Нунцию не было дела до изменения строения клеток. Если это и происходило, то лишь как побочный результат. Он не тратил времени на увеличение гибкости пальцев или улучшение работы кишечника. Он был проповедником, а не чудотворцем; он целил прямо в мозг. Он заставлял мозг полностью подчинять себе тело, даже если телу это было во вред. Ведь именно мозг, а не косное тело, жадно тянулся к преображению… жадно и опрометчиво.
Джейф хотел позвать на помощь, но Нунций уже добрался до его мозговой коры, и он не мог произнести ни слова. Молитвы не помогут. Нунций сам был богом, и этот бог вошел в его тело. Он не мог теперь даже умереть, хотя его органы содрогались так, что смерть казалась неизбежной. Нунций не позволял ему ничего, кроме того, что содействовало его преображению.

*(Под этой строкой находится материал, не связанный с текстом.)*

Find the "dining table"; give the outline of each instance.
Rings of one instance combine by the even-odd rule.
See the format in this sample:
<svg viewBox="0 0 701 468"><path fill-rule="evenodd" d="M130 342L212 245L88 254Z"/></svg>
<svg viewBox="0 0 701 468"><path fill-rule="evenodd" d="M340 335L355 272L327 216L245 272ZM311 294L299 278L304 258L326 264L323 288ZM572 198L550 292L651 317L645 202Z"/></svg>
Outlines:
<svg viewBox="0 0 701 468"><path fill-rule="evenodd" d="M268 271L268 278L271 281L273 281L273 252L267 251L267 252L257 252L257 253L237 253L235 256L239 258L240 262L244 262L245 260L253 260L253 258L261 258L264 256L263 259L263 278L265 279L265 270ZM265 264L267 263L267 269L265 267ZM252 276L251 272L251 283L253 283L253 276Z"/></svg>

Сперва он снова вспомнил всю свою жизнь, каждое ее событие вплоть до момента, когда он вышел из материнского лона. Он лишь краткий момент наслаждался невозвратимым покоем этого состояния, а потом память начала обратный ход, немилосердно швыряя по ухабам его постылого существования в Омахе, где он накопил так много гнева — против политиков и дельцов, против начальников и учителей жизни, против всех, кто имел богатство и женщин. Он снова видел все это, но в другом свете, будто глаза ему застилала раковая опухоль. Он видел, как умирают его родители, а он не может ни вернуть их, ни даже оплакать, и только снова наполняется бессильным гневом на себя и на них — за их жалкую жизнь и за то, что они дали такую же жизнь ему. Он снова влюблялся, получал отказ, и гнев его все рос и рос. Он менял места работы, проходил мимо равнодушных людей, мгновенно забывавших его имя, и все быстрее мелькали годы, от Рождества до Рождества, а он все не мог понять, зачем он живет, зачем все живут, проводя жизнь в грязи и обмане, чтобы потом превратиться в ничто.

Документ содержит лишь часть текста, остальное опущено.